David Erhardt of specialist website YourQrops said he was aware of a recent ruling in which the ombudsman ordered an adviser to pay compensation because he did not give his client the option to transfer to a qualifying registered overseas pension scheme, or that he would no longer be able to provide ongoing advice.

The ruling was made by an adjudicator with an ombudsman final decision yet to be handed down.

Two Qrops specialists told FTAdviser the case emphasises the need for advisers to consider overseas pensions for more clients, although they had differing views on whether this only applies to those that are leaving the UK in the near term.

Geraint Davies, managing director of Montfort International, previously told FTAdviser that clients potentially suitable for a Qrops included anyone holding more than one passport, who is a non-UK national, who thinks they might move to another country or at least not retire in the UK, or who is married to a non-UK national.

He said: “Since August 2005 Qrops has been an option so every financial adviser in the UK should have considered it for every single pension advice given.”

Steve Whittam, managing director and IFA at Gibraltor-based Strategic Wealth, agreed that pension advisers whether independent or restricted need to be “Qrops aware”, but only for clients that might be intending to move out of the country.

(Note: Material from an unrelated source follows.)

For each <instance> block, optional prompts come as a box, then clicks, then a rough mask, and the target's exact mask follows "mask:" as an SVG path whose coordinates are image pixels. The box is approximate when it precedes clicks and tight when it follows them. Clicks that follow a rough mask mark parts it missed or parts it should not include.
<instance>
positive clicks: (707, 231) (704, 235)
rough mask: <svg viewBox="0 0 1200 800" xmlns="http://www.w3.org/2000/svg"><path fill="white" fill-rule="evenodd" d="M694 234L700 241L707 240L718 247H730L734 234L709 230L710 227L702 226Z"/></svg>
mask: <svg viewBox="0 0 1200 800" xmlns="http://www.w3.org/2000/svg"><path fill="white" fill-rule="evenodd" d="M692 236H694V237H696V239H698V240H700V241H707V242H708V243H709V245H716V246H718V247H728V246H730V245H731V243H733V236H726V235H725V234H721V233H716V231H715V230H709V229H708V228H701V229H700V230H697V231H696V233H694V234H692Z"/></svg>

He said: “Any adviser who gives pension advice to a client and then they move abroad must consider Qrops. If someone even has the intention to move abroad it might be prudent that they consult them with regards to a Qrops rather than a UK-based scheme.”

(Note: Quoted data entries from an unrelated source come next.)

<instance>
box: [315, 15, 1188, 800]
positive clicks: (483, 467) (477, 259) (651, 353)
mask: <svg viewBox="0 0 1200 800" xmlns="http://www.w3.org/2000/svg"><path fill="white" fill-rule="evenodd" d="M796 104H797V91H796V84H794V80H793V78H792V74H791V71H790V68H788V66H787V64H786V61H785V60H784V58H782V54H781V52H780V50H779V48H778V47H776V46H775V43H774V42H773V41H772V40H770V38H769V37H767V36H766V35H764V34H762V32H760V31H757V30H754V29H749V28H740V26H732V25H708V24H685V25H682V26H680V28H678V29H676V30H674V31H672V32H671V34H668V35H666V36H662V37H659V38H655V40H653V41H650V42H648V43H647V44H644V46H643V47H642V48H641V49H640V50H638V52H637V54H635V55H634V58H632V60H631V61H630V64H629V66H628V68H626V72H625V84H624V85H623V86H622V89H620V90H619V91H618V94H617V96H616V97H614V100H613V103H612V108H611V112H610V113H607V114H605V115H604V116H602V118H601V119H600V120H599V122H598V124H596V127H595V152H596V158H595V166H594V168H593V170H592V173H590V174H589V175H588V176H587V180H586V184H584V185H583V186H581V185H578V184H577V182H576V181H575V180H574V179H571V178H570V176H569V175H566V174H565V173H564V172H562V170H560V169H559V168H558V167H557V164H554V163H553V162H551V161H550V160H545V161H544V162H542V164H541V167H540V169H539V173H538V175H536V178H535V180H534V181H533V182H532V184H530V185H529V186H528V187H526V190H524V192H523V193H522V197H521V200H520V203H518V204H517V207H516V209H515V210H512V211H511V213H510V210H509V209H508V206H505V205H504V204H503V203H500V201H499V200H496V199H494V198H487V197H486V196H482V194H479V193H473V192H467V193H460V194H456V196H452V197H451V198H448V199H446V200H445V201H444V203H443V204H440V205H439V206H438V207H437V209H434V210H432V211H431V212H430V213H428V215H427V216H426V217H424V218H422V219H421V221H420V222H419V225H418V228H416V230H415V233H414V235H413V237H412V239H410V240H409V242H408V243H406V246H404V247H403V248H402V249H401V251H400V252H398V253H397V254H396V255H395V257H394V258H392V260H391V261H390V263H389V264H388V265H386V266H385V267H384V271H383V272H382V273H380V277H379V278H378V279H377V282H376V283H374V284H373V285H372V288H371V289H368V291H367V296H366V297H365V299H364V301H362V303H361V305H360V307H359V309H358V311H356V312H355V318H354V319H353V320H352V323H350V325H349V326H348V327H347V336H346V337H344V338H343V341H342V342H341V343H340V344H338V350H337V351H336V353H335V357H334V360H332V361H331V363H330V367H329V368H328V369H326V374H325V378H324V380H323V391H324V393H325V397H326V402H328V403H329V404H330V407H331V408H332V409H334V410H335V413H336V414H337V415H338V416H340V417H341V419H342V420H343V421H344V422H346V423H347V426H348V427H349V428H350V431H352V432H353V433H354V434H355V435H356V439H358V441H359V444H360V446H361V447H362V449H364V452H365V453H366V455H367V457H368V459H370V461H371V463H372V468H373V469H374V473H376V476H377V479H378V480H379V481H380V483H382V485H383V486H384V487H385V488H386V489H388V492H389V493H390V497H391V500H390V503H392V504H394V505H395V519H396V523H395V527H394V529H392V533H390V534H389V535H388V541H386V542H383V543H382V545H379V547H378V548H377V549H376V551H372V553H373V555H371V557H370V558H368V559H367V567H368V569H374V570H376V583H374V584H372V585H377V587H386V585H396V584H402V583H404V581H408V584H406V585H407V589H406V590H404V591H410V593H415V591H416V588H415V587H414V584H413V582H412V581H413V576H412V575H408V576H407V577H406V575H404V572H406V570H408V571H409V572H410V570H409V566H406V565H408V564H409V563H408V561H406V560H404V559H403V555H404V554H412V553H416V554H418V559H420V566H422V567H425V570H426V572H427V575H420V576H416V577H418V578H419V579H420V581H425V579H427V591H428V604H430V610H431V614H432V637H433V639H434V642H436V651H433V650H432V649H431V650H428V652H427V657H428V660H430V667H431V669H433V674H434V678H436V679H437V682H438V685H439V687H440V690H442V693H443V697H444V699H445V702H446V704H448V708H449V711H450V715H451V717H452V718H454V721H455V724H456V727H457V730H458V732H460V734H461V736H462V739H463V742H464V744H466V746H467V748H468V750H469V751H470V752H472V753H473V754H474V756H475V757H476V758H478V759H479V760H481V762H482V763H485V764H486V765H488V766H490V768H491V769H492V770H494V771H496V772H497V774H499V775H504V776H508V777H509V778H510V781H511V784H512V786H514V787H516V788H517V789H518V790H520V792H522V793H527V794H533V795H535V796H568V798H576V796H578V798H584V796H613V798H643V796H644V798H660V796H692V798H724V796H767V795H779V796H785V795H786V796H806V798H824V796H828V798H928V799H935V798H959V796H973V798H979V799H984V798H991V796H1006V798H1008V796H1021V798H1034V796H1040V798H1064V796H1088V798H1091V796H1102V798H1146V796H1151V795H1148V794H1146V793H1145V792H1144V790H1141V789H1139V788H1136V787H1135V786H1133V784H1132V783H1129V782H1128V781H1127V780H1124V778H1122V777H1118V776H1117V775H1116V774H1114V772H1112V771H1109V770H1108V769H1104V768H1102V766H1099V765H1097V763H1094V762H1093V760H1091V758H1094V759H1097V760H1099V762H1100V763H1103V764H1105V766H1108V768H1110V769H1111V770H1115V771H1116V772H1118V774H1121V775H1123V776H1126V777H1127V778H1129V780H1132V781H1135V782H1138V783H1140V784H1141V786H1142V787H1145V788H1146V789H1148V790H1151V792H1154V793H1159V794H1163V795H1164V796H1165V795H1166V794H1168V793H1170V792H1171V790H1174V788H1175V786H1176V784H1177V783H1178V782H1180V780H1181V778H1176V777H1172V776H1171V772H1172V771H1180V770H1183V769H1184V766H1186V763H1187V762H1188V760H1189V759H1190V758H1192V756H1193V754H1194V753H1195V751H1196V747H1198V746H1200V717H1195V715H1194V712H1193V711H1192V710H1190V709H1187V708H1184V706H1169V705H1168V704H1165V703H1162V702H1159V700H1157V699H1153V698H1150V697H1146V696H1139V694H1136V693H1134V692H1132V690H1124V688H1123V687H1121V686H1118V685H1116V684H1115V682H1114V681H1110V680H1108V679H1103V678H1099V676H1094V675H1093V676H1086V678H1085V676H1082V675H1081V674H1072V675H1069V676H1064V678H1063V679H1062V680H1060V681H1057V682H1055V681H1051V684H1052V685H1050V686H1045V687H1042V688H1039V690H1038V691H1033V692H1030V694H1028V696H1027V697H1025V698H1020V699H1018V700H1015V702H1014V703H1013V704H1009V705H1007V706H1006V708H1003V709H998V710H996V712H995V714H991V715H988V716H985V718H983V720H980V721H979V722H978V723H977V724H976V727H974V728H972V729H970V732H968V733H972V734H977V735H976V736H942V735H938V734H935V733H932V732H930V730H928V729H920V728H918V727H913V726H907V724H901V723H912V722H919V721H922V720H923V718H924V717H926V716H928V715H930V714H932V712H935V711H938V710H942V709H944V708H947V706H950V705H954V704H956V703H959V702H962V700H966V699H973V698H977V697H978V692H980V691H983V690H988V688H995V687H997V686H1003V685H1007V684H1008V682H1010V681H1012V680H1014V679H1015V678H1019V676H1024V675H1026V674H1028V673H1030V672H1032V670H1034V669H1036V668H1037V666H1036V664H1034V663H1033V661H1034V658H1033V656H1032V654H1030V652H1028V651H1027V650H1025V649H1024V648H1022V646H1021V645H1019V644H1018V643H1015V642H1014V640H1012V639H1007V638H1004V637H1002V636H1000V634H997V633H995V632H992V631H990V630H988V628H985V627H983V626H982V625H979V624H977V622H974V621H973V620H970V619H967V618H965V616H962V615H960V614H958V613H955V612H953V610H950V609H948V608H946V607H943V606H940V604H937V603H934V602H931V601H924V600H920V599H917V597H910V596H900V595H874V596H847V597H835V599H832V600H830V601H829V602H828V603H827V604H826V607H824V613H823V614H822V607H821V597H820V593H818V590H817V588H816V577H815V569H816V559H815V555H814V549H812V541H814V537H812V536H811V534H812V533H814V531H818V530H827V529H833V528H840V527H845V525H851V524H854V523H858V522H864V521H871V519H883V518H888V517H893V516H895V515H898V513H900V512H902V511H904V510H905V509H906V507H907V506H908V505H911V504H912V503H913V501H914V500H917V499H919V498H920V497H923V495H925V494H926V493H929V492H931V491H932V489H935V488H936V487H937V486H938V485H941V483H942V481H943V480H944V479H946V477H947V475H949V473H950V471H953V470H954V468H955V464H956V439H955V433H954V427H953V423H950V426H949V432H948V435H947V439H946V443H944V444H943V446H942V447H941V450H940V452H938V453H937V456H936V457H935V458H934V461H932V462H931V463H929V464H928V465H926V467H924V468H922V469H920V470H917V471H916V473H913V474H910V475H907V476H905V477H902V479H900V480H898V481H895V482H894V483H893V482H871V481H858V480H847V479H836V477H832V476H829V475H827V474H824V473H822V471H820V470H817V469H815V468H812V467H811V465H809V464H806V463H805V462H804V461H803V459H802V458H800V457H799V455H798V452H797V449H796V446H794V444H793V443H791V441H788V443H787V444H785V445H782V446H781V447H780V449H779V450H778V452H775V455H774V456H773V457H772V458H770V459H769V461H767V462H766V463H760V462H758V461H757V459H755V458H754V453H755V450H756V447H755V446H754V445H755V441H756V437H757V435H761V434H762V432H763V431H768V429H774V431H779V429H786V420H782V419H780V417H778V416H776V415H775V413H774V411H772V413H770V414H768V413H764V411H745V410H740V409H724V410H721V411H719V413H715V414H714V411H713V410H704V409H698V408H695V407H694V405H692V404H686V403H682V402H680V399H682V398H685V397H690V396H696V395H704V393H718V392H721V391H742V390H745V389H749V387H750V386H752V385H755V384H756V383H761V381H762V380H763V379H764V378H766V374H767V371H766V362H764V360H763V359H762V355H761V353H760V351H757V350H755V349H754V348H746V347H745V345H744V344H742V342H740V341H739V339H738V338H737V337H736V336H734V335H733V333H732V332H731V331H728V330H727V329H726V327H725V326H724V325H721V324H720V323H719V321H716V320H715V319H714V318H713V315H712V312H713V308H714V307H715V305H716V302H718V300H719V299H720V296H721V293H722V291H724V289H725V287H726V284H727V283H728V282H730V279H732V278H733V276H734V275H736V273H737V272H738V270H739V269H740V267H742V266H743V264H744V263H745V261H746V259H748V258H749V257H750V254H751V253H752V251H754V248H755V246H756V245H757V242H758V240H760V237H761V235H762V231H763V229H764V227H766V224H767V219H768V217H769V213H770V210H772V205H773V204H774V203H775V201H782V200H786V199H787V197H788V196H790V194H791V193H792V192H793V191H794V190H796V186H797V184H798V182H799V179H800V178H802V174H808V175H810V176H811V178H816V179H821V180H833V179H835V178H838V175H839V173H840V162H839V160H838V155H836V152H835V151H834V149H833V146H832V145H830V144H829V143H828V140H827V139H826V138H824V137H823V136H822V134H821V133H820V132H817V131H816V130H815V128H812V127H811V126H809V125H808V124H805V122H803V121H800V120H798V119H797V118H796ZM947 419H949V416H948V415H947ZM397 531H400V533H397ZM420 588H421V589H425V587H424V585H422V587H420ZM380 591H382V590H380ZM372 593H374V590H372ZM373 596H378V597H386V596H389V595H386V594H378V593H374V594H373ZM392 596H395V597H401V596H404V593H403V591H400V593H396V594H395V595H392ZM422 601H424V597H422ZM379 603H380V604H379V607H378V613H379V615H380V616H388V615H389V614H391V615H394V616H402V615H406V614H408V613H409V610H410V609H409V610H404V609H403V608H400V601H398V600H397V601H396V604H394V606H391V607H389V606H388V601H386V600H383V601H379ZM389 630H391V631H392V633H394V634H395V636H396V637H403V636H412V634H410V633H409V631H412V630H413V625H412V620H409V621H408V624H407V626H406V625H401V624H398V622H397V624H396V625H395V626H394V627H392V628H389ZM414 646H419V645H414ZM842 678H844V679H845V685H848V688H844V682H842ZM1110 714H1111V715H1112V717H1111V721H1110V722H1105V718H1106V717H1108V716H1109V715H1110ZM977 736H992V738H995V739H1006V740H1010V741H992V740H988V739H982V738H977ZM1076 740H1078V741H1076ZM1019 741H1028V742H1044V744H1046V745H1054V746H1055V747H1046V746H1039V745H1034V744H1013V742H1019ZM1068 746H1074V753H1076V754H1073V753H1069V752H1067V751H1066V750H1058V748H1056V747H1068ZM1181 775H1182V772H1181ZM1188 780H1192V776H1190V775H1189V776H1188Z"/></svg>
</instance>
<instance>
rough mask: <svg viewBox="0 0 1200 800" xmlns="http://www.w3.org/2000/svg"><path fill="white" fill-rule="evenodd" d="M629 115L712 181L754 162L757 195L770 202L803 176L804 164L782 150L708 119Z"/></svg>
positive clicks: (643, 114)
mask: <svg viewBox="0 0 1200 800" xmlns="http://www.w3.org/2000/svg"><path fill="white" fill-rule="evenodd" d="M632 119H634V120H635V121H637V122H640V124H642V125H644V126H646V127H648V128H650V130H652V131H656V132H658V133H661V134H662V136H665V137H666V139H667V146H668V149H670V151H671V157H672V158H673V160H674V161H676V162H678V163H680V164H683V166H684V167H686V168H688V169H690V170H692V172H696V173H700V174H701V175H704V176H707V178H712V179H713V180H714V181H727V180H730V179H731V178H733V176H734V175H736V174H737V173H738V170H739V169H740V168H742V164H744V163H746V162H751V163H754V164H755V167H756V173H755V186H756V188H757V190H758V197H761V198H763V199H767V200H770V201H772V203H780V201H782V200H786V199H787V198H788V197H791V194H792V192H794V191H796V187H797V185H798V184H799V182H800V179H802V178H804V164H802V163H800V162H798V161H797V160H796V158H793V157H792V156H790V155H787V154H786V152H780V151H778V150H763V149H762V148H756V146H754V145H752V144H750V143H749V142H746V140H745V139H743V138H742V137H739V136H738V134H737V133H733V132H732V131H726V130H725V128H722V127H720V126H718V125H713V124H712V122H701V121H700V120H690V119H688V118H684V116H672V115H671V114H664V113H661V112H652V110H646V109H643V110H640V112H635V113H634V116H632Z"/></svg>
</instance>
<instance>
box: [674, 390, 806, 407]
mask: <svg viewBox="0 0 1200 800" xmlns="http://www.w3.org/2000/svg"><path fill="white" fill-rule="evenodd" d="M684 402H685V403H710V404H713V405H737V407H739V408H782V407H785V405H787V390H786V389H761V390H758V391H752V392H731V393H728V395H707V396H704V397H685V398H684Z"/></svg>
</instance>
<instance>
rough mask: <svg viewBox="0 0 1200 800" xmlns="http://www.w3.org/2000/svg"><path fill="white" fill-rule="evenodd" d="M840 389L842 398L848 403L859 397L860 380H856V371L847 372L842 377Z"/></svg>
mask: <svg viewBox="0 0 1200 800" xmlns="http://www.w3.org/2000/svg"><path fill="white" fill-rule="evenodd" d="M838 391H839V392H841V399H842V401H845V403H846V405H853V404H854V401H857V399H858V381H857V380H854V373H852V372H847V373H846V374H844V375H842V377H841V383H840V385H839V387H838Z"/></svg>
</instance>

Mr Whittam added that every adviser practice “probably has a client that has or will be moving abroad”.

Last year, the Financial Services Authority confirmed to FTAdviser that some Qrops may fall under the Retail Distribution Review definition of retail investment products - and that where they do IFAs would have to consider them for clients.

At the latter end of last year, HM Revenue and Customs published its definitive take on Qrops, after losing a case which prevented it from seizing 55 per cent of investors’ savings, which they had transferred to a Singapore-based Qrops called Rosiip in 2006 and 2007 and that was subsequently removed from HMRC’s list.

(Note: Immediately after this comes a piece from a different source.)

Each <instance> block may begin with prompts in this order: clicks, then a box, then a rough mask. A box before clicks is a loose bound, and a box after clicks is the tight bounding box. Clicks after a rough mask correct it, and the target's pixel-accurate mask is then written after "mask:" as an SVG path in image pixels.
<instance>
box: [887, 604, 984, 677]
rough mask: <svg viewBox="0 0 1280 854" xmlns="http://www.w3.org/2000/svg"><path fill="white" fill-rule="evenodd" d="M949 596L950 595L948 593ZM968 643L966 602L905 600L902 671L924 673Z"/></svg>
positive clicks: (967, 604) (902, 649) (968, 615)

However, it is still unclear whether UK residents who have no intention of leaving the country are in fact able to transfer their pension to a Qrops.

A spokesperson for HM Revenue and Customs, said: “There is no definitive answer on this; however the regime is intended to enable people to take their pension savings with them when they leave the UK.

“In the section of the Registered Pension Schemes Manual relating to member requirements for Qrops, this does not state that they need to be resident outside the UK.

“However, in most cases they are, which is what we would expect. Where the individual is UK resident there are UK tax charges that apply to payments made out of their transferred pension savings as if they were payments made out of a UK registered scheme.”

Mr Whittam said: “A prime example of what would happen in a major event is: someone moved away with a £1m pot, occupational scheme, and they die and there is a 55 per cent death duty when they start to go into drawdown.

“That 55 per cent death duty is basically the liability of the IFA if they haven’t done it properly. So all of a sudden, he has a bill of £550,000 plus possibly a fine.

“There is a complete blankness on Qrops. All UK nationals have the right to live in Europe so should they keep [their pensions] in the UK or take them out? Advisers need to weigh all the options up.”

Mr Erhardt of YourQrops said he has seen a lot of demand from advisers downloading their Qrops guide.

“When advising clients all options need to be considered. When the client is moving overseas and has a UK pension scheme, a Qrops should be a serious consideration.

“Failing to consider this product may mean that your client could miss out on the substantial benefits that a Qrops can provide, which may lead to them complaining that they had not been fully advised.”